In 2005 Wealthy Theatre was acquired by the Grand Rapids Community Media Center, a non-profit organization operating the local public-access cable TV channel, GRTV, as well as community radio station 88.1FM WYCE, and The Rapidian, an online citizen journalism platform.

== Facilities ==

=== Peter Wege Auditorium ===
The Peter Wege Auditorium is the primary venue of Wealthy Theatre. The capacity is 400 persons, with multiple barrier-free sections. The auditorium is named after its main benefactor, Peter Wege of Steelcase, a furniture manufacturer founded in the city. His gift in the 1990s helped renovate and restore this space to its present condition.

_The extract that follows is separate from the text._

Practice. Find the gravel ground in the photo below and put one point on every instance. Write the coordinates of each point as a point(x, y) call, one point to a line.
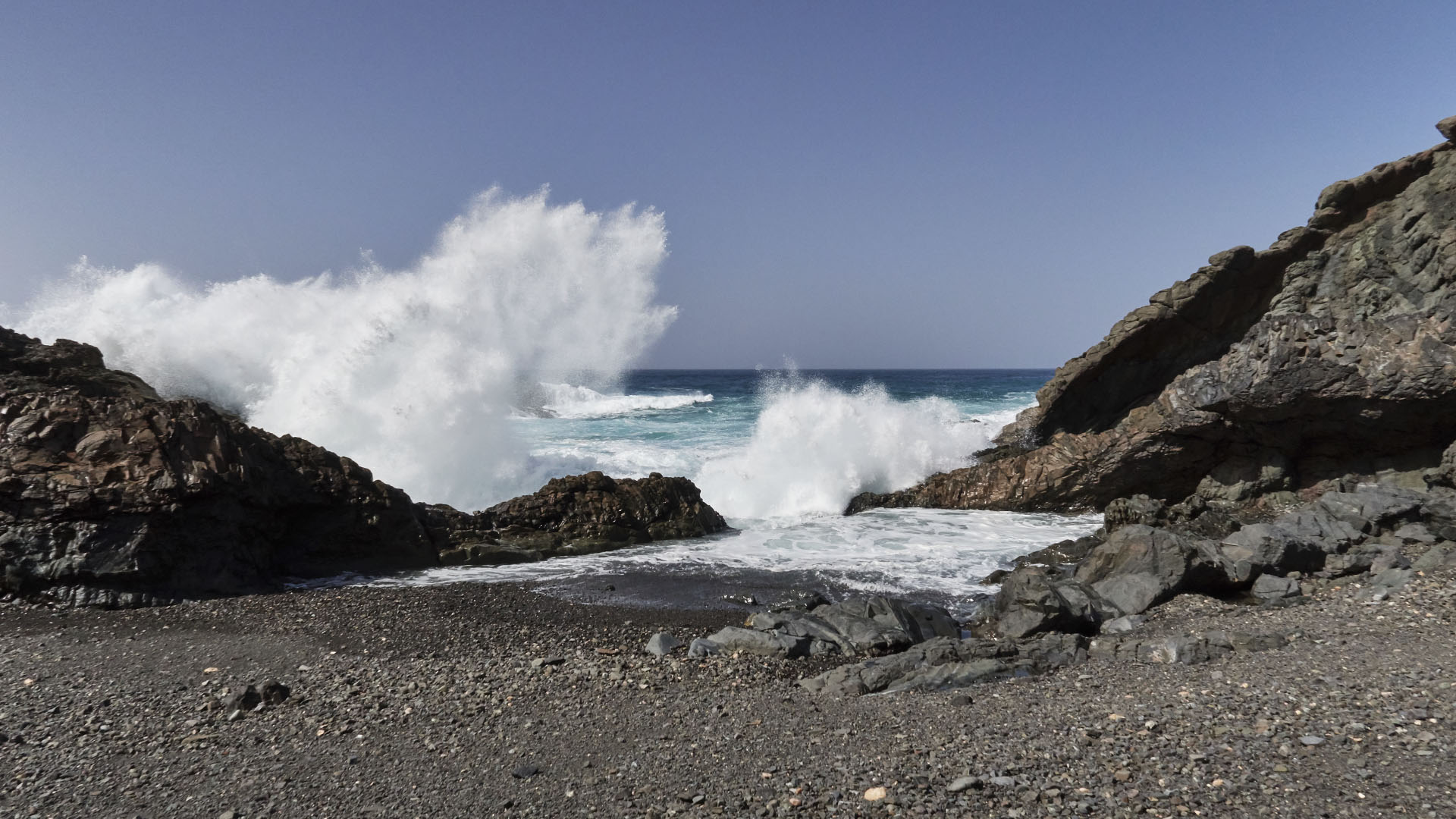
point(476, 700)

=== Dirk Koning Micro-Cinema ===
The Koning Micro-Cinema is the secondary space at 1130 Wealthy SE, in the same building as the primary space (The Peter Wege Auditorium). The capacity is 60 persons, with four barrier-free available. The Koning is named after Community Media Center's founding director, the late Dirk Koning. The Micro-Cinema space was created in 2007 in response to the need for a smaller, more intimate gathering space. This smaller space serves for movies, smaller comedy events, lectures, forums, acoustic musical performances and other uses.